WASHINGTON — The U.S. Congress is close to passing a “hate crimes” bill that would extend special federal protections to homosexuals, transsexuals, women and the disabled.
The legislation, stalled for the summer, has drawn opposition from groups who describe it as a federal overreach or fear it could lead to restrictions on free speech.
Sen. Ted Kennedy, D-Mass., is the chief sponsor of the Matthew Shepard Act, named after a 21-year-old Wyoming man beaten to death in 1998 because of his homosexuality. The bill would broaden federal “hate crimes” laws, which currently cover violent crimes motivated by race, religion and national origin. Kennedy’s bill would expand the federal definition of “hate crimes” to include violent crimes motivated by gender, disability, sexual orientation or “gender identity.”
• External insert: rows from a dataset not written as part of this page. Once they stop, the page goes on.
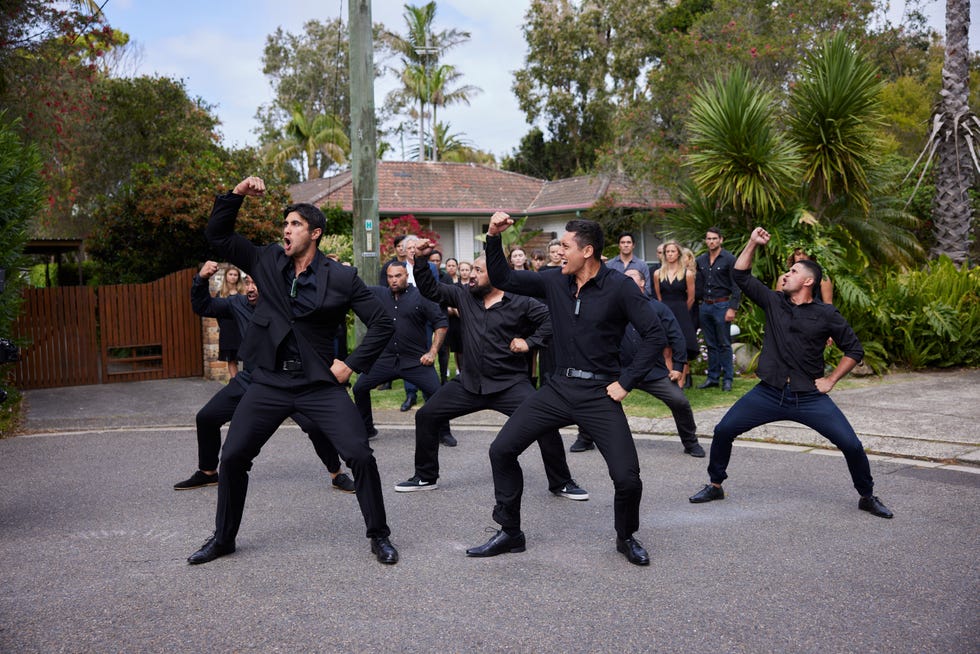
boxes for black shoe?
[687,484,725,504]
[684,443,704,459]
[371,538,398,565]
[551,479,589,502]
[330,472,354,493]
[616,537,650,565]
[395,475,439,493]
[466,529,526,556]
[187,534,235,565]
[174,470,218,490]
[858,495,895,518]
While most assaults, robberies, murders or kidnappings are state offenses, “hate crimes” would be federal offenses under Kennedy’s bill.
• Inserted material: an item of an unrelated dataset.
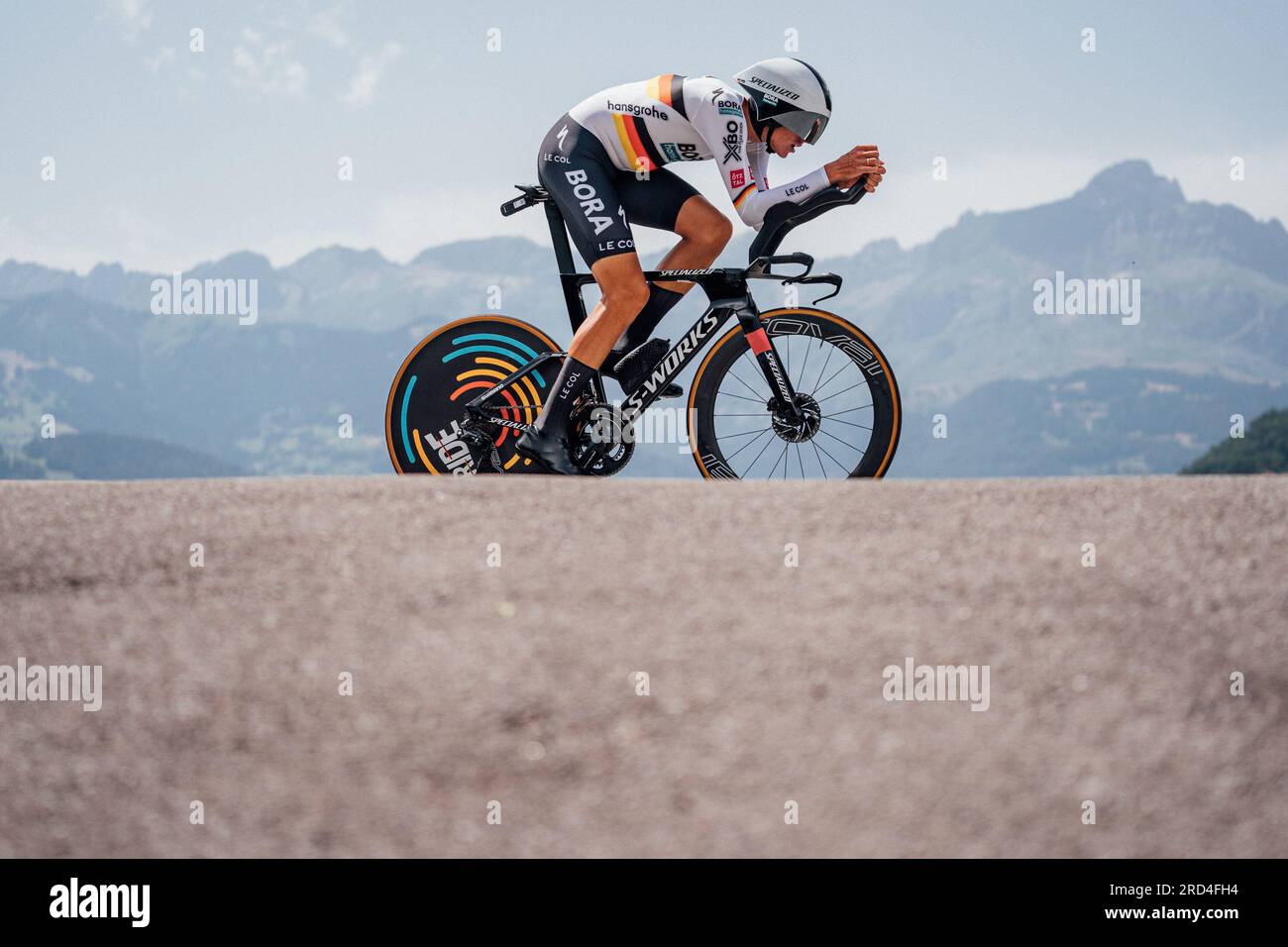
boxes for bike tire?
[385,314,562,475]
[688,307,903,479]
The bill would direct federal tax dollars to state and local government to assist in the prosecution of “hate crimes.”
Some fear this bill would be a first step towards laws prohibiting “hate speech,” such as those in Europe and Canada. Kennedy’s bill is explicitly limited to acts of violence, but that hasn’t kept some Christian organizations from warning of a “slippery slope” toward speech codes.
The measure passed the House of Representatives as a stand-alone bill on May 3 by a 237-180 margin. Kennedy inserted the measure into an amendment to a defense-spending bill (non-germane amendments are very common in the Senate), but that spending bill was delayed by debates over Iraq.
Kennedy spokeswoman Laura Capps indicated her boss would resume his push for this legislation after the August recess.
“We’re always looking for vehicles for this important legislation,” Capps said.
While the bill is stalled for now, Capps expressed confidence they would pass it into law, pointing out that three years ago, under Republican control, the Senate passed the measure 65-33, again attached to a defense-funding bill.
Opponents in Congress raise two main objections to the bill: It needlessly extends federal power into matters properly handled by the state, and it violates the Constitution’s equal protection guarantees.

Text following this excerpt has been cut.